Don't give players a breather: Kent

Written By Unknown on Selasa, 13 Agustus 2013 | 22.07

Souths prop Sam Burgess gestures to the referee during the Rabbitoh's match against the Storm on Friday night. Source: Getty Images

LIKE most reasonable thinking men, I spent yesterday hiding from Noel Kelly just in case he got frustrated.

That was us brave souls over there, cowering in the corner, legs crossed. Kelly is probably the most loveable bloke in the game now, quick with a story matched only by his wit.

His assessment that Sam Burgess's squirrel grip on Melbourne's Will Chambers was nothing more than frustration borne out of the game no longer tolerating a player being able to punch someone had many of wondering what he is capable of if things got really bad.

What if you accidentally picked up his drink in a bar? Or stepped on his shoe while lined up at the bank?

If you remember rightly, the NRL came out strongly after Origin I and declared that punching was not acceptable and anyone challenging this belief would be immediately sin-binned.

Some lamented the softening of the game, even if it wasn't exactly right. The game has never tolerated punching.

And Kelly should know. He was sent off 17 times in his career, including twice in one game on the 1963 Kangaroo Tour.

He was sent off so many times, he once said, that when he's out front gardening and the postman goes past and blows his whistle he gets up and goes in for a shower.

In other words, it has never been in the rules that you are allowed to punch someone.

Even if you are getting a little frustrated, or things aren't going right, or the guy opposite is laughing at your missing teeth.

Oh, most did it at one time or another, and it was accepted that sometimes it just happened.

But nothing has really changed.

What else hasn't changed is that squirrel grips have never been accepted as fair play on the paddock. Nobody can justify it, or really attempt to, like they might a fight.

But Kelly isn't altogether wrong about increasing frustrations in the game, and the NRL would be wise to hear him out before dismissing him as the ramblings of a sentimental old man.

Noel Kelly after being sent off playing for the Kangaroos against Widnes. Source:

Burgess was clearly frustrated throughout the game.

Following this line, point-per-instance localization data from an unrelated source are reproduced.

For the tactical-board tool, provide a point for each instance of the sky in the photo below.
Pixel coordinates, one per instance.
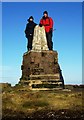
(67, 38)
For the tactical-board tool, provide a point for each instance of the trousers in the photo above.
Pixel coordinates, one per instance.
(49, 40)
(29, 45)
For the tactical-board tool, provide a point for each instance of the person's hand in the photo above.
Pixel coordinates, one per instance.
(40, 25)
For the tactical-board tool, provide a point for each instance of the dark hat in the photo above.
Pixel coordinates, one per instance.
(45, 12)
(31, 17)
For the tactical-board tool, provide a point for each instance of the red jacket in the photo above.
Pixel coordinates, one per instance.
(47, 23)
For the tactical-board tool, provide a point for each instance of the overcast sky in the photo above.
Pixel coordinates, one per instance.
(67, 38)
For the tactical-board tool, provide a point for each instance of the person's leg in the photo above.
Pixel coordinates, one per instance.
(29, 46)
(49, 40)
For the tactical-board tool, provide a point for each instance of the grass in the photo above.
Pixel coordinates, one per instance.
(22, 100)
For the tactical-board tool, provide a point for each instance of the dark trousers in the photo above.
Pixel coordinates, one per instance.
(49, 40)
(29, 45)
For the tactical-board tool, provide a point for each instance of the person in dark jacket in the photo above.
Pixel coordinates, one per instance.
(29, 31)
(47, 22)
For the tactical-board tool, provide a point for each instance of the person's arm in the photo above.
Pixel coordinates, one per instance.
(51, 23)
(40, 24)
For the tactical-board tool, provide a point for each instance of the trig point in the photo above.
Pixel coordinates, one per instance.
(40, 68)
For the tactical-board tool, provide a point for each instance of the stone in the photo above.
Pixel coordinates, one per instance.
(40, 70)
(39, 39)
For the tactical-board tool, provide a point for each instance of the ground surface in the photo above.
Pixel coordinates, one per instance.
(19, 103)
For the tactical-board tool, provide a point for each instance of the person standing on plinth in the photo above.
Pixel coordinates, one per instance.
(29, 31)
(47, 22)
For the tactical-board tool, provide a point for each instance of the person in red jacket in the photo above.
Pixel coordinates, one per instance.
(47, 22)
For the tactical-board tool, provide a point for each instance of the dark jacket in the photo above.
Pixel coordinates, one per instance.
(30, 28)
(47, 23)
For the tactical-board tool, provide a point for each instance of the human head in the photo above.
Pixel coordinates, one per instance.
(30, 19)
(45, 13)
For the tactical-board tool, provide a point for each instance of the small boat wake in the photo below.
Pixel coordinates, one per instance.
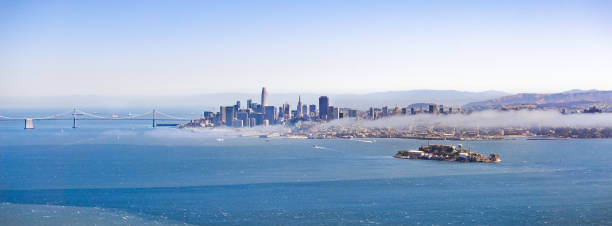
(365, 141)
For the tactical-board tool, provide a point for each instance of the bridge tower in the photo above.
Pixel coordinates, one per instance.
(154, 124)
(74, 118)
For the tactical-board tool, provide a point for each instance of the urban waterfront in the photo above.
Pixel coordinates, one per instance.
(129, 172)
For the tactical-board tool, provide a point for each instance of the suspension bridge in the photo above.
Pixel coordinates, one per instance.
(77, 114)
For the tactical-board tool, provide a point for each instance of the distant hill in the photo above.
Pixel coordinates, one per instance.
(405, 98)
(573, 99)
(214, 100)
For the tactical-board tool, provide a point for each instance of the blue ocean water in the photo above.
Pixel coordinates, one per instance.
(122, 172)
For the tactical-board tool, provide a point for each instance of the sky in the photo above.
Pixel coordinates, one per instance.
(153, 48)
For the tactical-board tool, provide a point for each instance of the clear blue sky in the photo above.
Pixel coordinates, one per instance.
(145, 48)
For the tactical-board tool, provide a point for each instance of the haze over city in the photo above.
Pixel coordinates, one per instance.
(156, 48)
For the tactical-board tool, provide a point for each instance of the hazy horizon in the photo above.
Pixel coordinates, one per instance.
(155, 48)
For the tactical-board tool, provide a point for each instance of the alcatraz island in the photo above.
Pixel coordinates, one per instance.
(448, 153)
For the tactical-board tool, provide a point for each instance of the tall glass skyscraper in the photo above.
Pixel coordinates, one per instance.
(323, 107)
(264, 98)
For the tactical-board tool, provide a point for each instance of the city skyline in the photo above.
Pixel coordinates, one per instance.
(150, 48)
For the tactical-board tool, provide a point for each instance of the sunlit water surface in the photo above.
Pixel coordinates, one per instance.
(121, 172)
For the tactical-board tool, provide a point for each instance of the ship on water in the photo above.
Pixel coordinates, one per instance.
(449, 153)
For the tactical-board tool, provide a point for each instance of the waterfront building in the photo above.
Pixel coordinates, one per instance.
(433, 109)
(244, 116)
(259, 117)
(313, 110)
(237, 106)
(270, 114)
(286, 111)
(333, 113)
(323, 107)
(209, 115)
(237, 123)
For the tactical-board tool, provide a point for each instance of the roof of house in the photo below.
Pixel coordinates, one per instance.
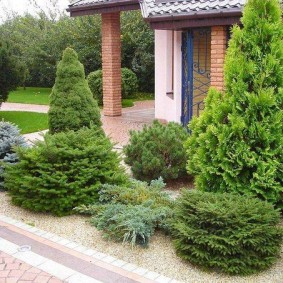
(155, 8)
(89, 7)
(91, 2)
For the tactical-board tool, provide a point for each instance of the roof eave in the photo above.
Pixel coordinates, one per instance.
(103, 7)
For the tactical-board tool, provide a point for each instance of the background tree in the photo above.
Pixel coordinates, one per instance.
(9, 74)
(40, 39)
(237, 143)
(72, 105)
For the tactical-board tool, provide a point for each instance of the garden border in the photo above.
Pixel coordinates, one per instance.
(110, 263)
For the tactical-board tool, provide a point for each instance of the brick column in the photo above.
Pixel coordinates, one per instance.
(218, 50)
(111, 64)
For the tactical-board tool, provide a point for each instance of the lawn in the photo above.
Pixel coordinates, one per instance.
(30, 95)
(28, 122)
(40, 95)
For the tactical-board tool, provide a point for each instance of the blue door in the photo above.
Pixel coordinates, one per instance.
(196, 45)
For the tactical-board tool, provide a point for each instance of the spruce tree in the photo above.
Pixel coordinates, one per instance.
(236, 145)
(72, 105)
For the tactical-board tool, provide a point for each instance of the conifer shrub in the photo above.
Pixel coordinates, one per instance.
(228, 233)
(64, 171)
(71, 103)
(129, 84)
(131, 213)
(236, 144)
(157, 151)
(9, 139)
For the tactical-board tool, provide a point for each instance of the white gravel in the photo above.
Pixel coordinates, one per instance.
(159, 257)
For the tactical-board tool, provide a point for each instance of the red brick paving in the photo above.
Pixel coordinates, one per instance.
(13, 270)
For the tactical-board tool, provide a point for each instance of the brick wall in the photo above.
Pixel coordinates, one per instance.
(218, 49)
(111, 64)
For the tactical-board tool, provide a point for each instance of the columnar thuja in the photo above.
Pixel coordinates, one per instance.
(237, 143)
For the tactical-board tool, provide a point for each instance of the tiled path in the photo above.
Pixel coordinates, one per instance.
(133, 118)
(14, 270)
(28, 254)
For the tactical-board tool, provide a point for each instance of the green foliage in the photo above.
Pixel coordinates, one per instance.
(10, 76)
(237, 143)
(94, 80)
(30, 95)
(138, 48)
(229, 233)
(129, 84)
(64, 171)
(9, 138)
(157, 151)
(28, 122)
(131, 213)
(128, 223)
(71, 103)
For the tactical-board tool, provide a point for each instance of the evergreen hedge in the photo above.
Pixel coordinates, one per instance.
(225, 232)
(9, 139)
(64, 171)
(236, 144)
(71, 104)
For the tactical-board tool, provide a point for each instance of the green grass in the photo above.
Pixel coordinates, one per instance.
(28, 122)
(40, 95)
(30, 95)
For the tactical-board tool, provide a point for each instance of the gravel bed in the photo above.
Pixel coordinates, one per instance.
(159, 257)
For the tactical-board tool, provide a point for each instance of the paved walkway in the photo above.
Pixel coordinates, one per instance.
(28, 254)
(117, 128)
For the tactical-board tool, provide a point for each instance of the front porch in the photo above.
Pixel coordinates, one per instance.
(117, 128)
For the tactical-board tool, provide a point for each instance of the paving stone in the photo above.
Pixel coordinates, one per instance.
(58, 270)
(129, 267)
(16, 271)
(163, 279)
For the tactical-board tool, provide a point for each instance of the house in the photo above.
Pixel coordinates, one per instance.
(190, 42)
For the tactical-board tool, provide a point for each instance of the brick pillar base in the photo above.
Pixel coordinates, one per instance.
(218, 50)
(111, 64)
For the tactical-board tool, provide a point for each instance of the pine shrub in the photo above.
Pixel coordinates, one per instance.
(225, 232)
(236, 145)
(64, 171)
(157, 151)
(71, 104)
(129, 84)
(9, 139)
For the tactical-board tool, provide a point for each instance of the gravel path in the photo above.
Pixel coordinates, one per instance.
(159, 257)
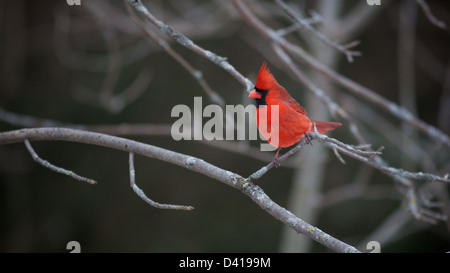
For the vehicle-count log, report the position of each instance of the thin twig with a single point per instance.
(142, 195)
(195, 73)
(194, 164)
(54, 168)
(188, 43)
(344, 49)
(357, 89)
(426, 9)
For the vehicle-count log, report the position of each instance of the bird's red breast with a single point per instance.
(292, 123)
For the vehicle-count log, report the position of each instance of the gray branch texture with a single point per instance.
(117, 68)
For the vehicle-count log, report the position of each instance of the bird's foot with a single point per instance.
(308, 139)
(276, 163)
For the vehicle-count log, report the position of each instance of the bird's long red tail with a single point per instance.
(324, 126)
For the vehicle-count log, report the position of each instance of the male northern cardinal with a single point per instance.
(293, 123)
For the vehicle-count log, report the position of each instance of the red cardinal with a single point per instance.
(293, 123)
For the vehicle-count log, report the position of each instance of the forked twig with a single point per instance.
(54, 168)
(142, 195)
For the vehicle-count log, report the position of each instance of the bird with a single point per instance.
(293, 122)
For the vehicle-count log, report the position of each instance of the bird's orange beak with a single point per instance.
(254, 95)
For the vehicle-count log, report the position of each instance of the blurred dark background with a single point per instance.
(56, 60)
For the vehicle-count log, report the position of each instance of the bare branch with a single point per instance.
(142, 195)
(192, 163)
(344, 49)
(426, 9)
(357, 89)
(188, 43)
(54, 168)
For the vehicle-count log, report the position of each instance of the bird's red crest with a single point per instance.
(265, 79)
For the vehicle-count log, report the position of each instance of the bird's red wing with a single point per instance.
(296, 106)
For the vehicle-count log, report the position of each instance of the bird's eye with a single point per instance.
(259, 90)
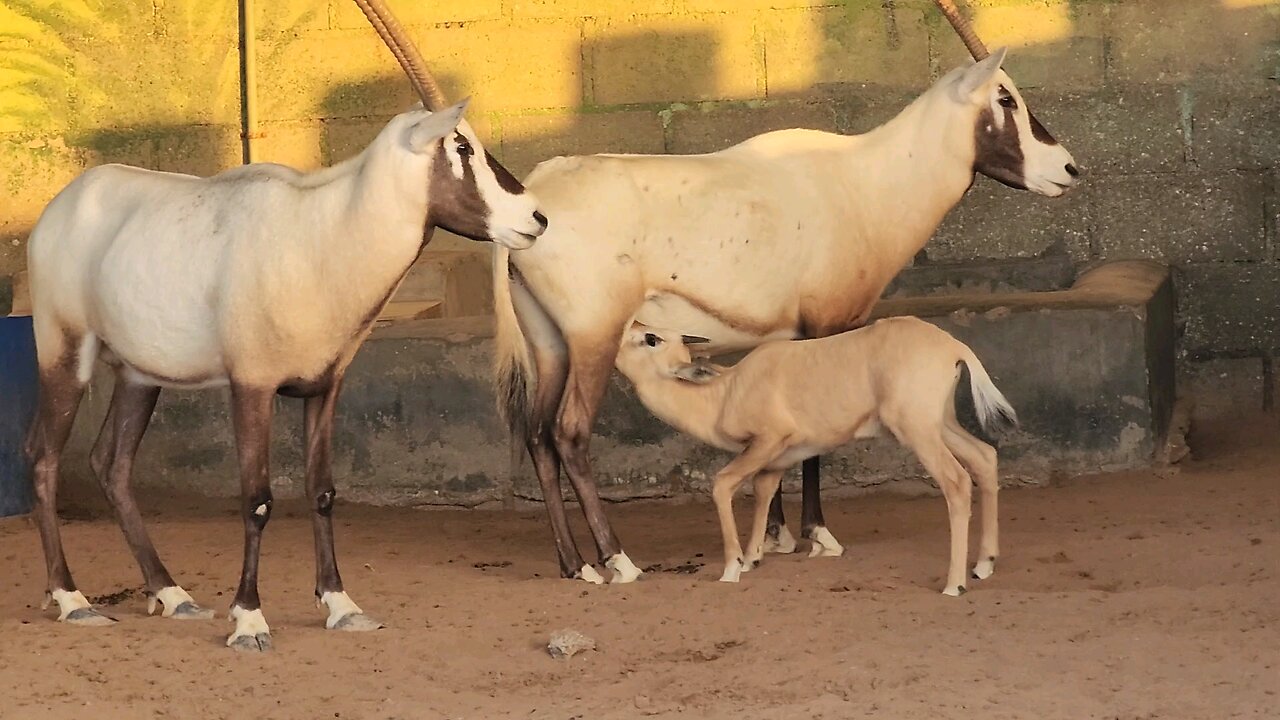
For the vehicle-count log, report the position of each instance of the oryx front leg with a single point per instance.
(343, 611)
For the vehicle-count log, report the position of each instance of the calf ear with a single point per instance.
(433, 127)
(696, 373)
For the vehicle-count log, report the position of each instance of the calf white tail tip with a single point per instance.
(624, 570)
(824, 543)
(784, 545)
(592, 575)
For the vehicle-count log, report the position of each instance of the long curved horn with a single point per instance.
(406, 53)
(964, 30)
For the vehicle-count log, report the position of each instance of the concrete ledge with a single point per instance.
(1089, 369)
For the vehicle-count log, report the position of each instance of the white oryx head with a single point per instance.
(469, 191)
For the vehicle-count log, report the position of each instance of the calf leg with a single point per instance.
(112, 459)
(766, 486)
(981, 460)
(758, 454)
(60, 391)
(251, 415)
(318, 436)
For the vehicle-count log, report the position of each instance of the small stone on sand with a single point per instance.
(567, 643)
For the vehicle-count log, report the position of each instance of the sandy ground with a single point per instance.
(1128, 596)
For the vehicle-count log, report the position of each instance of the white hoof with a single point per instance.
(824, 543)
(984, 569)
(784, 545)
(344, 614)
(732, 572)
(251, 632)
(624, 570)
(592, 575)
(174, 602)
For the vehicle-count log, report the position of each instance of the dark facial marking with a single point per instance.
(456, 204)
(999, 153)
(1038, 131)
(504, 178)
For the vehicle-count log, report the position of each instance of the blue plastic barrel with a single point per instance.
(17, 405)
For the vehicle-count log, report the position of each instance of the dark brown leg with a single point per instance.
(113, 455)
(588, 377)
(547, 465)
(251, 415)
(60, 392)
(343, 613)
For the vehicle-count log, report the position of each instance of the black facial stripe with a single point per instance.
(999, 154)
(1038, 131)
(504, 178)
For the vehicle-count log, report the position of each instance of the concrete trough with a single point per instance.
(1089, 369)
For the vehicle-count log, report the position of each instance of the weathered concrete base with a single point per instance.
(1089, 370)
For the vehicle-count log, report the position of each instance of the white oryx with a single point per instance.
(260, 278)
(791, 400)
(791, 233)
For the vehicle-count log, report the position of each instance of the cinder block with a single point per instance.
(1224, 387)
(993, 220)
(293, 144)
(528, 140)
(1130, 130)
(714, 127)
(280, 17)
(588, 8)
(1182, 218)
(350, 73)
(1235, 126)
(348, 16)
(1176, 40)
(1051, 44)
(673, 58)
(1230, 308)
(855, 44)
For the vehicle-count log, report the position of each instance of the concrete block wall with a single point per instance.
(1170, 105)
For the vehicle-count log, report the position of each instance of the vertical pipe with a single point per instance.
(248, 82)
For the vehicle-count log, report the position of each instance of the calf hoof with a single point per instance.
(88, 618)
(356, 623)
(984, 569)
(824, 543)
(260, 642)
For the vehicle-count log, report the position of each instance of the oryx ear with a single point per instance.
(433, 127)
(696, 373)
(973, 83)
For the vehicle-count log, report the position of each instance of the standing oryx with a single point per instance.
(791, 233)
(260, 278)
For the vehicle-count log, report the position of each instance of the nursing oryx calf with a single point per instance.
(786, 401)
(260, 278)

Melbourne's wrestling tactics were strangling the life out of Souths last weekend and, with it, any chance of winning.

Last week on NRL360 we showed how much slower the game is today than it was 20 years ago, running split frames of scrum and penalty restarts and an entire set of six. Despite the players being slower, less fit and less athletic 20 years ago than today, they got to the last tackle six seconds quicker than they do today.

Over 60-70 sets in an average game, that's an extra 360-420 seconds, or an extra six to seven minutes football we had back then that we don't get now.

Then you've got the time wasting at scrums and penalties, where most players have time to roll a cigarette before play restarts.

Poor vigilance has allowed all these bad habits to creep into the game and, slowly, change its fabric.

The wrestling slows it down mostly, though.

So why don't we outlaw it?

Wrestling is like a complicated tax law, too hard to understand, too entangled in the system to simply remove. Best get on with it and hope everybody learns to live with it.

Every club is doing it, not just Melbourne. The Storm just happen to do it best. While it can never be completely eradicated anymore, the NRL needs to find ways to lessen the wrestle's impact. Quite simply now, the best teams are the best wrestlers, as it allows them to dominate defensively and keep fresher for when they have the ball.

The easiest and cleanest way to lessen the wrestle's impact is to cut down on all that rest time before scrums and around penalties and on kick restarts. Countless seconds are burned while players hold committee meetings and referees get their breaths back.

Shortened rest periods would increase fatigue and impact on teams' abilities to get so many players into each tackle to wrestle. It would give us more football in our 80 minutes.

Of course, coaches will then search for other ways to slow the game to reduce the impact a shortened rest was having, particularly if they are about to defend a set, but that again falls back on the lawmakers.

A couple of quick penalties would soon fix that.

The modern player should have no trouble understanding that, and if they do they can ask Kelly what that sound is.

It sounds like the postman riding past while you're out front gardening.